July’s 0.1% employment growth leaves more than half-a-million (511,075) clean energy workers jobless, according to the latest analysis of federal unemployment filings from E2 (Environmental Entrepreneurs), E4TheFuture and the American Council on Renewable Energy (ACORE). At the current pace, and without federal support, it would take nearly 15 years for the U.S. clean energy sector to reach pre-COVID-19 employment levels.
According to the monthly report, just one out of every six clean energy jobs lost since March has returned, and fewer than 10 states saw 100-plus clean energy employees back on the payroll in July. As federal Paycheck Protection Program (PPP) funds are exhausted and businesses are forced to close or scale back due to COVID-19’s resurgence, more layoffs could be imminent without congressional action.
Nationally, more than 15% of the clean energy workforce has filed for unemployment since the pandemic’s onset. Before COVID-19, nearly 3.4 million Americans across all 50 states and the District of Columbia worked in clean energy occupations – renewable energy, energy efficiency, grid modernization, clean vehicles and fuels. That’s more people than work in real estate, banking, or agriculture in the U.S. and three times the number that work in fossil fuels. Clean energy jobs had been growing 70% faster than the overall economy from 2015-2019, according to E2’s Clean Jobs America report.
Many of these jobs could be saved – and many more created quickly. July’s “Build Back Better, Faster” report from E2 and E4TheFuture shows that with a reasonable but robust investment in clean energy through existing, funding-approved federal programs, more than 860,000 jobs and $330 billion in economic activity could be generated. For details, see the full “Build Back Better, Faster” report here.
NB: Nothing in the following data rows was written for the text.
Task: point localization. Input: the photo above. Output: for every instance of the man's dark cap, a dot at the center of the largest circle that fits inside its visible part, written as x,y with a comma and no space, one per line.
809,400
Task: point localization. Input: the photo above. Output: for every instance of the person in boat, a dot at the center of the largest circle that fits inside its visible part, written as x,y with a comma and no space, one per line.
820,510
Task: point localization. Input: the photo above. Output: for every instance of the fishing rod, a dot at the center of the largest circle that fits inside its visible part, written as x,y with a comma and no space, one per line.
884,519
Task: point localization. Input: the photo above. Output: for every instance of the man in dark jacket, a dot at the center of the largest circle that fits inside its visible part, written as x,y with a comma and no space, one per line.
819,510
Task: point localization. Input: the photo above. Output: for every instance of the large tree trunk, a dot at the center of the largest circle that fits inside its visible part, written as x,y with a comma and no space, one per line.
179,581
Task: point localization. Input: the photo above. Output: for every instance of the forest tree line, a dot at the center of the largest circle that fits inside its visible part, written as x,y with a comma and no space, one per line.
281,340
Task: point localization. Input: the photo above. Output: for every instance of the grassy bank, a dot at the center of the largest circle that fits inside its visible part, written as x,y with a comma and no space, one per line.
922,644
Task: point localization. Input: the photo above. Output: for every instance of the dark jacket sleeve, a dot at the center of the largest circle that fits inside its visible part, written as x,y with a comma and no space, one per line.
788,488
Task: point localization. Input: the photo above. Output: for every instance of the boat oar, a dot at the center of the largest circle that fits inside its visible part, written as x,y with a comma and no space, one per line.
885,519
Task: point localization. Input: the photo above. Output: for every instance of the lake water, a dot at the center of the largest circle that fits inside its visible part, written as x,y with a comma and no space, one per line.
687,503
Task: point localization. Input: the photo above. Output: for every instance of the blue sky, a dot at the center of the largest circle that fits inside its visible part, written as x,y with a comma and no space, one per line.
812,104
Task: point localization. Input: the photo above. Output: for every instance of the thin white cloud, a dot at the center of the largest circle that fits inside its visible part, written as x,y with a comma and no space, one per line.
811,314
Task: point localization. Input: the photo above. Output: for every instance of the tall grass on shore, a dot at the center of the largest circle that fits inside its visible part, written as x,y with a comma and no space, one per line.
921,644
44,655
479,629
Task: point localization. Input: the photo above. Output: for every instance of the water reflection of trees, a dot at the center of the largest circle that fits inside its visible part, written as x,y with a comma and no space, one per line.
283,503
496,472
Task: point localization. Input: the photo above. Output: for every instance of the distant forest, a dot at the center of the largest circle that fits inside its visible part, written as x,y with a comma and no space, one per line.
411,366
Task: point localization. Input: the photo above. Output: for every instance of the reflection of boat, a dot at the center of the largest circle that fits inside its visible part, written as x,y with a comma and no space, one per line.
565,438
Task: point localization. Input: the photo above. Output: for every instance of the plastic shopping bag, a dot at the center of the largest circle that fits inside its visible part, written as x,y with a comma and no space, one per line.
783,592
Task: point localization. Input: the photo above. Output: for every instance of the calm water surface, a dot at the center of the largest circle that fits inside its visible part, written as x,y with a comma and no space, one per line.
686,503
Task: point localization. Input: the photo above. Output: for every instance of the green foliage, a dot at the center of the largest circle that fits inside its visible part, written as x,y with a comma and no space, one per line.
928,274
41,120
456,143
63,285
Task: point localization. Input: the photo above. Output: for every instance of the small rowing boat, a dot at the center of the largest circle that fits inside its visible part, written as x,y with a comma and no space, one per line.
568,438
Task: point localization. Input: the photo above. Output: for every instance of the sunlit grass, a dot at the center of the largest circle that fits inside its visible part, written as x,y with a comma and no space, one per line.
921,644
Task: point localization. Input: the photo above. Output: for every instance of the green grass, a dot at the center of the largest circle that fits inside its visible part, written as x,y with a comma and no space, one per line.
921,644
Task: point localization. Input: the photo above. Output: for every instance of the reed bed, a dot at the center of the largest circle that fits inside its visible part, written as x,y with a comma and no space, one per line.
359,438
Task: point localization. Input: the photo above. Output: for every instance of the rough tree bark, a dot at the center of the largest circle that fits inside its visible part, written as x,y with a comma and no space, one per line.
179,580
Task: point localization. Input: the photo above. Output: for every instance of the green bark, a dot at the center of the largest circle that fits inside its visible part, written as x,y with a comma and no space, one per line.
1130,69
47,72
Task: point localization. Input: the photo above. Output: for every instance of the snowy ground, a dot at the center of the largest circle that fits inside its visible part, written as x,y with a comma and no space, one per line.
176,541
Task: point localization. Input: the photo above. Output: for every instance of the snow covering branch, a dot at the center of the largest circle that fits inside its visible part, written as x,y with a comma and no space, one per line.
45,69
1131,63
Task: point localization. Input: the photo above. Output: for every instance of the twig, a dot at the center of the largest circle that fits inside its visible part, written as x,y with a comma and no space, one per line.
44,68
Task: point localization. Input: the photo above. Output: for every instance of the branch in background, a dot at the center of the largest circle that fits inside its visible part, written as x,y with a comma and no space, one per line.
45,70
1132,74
Bob Keefe, Executive Director of E2 said:
“While the rest of the world is doubling down on clean energy to jump-start their economies, our country’s leaders are sitting around watching these jobs disappear. Study after study – as well as history – shows investing in clean energy is the best and fastest way to build back our economy. Why doesn’t Congress get it – and do something?”
Pat Stanton, Policy Director for E4TheFuture said:
“July’s analysis is cause for grave concern. Clean energy workers in every American county are eager to help our economy recover while contributing to cleaner air. Investing in clean energy today can bring economic, environmental, and equity benefits that will last for decades. Let’s get these workers back on the job now.”
Gregory Wetstone, President and CEO of the American Council on Renewable Energy (ACORE), said:
“The renewable sector’s modest job gains in June have stalled out and are at risk of reversing again. Fourteen percent of our workforce is still unemployed. What is needed most right now is temporary refundability of renewable tax credits so projects can continue to move forward despite an increasingly constrained tax equity market, and a delay in the scheduled phasedown of existing tax credits. Enacting these commonsense emergency relief measures into law would stem ongoing job losses in every state and enable the renewable industry to help power the nation’s economic recovery.”
Phil Jordan, Vice President and Principal at BW Research Partnership said:
“The job recovery in the clean energy sector has stalled. While July brought new jobs to some parts of the U.S. economy, clean energy has a long way to go to regain the more than 500,000 jobs lost since February."
Monthly Clean Energy Job Losses by Sector
Grid & Storage
Clean Energy Job Losses by State:
Percent of Clean Energy Workforce
The data analyzed for this report did not include workers who had their hours slashed and are now significantly underemployed.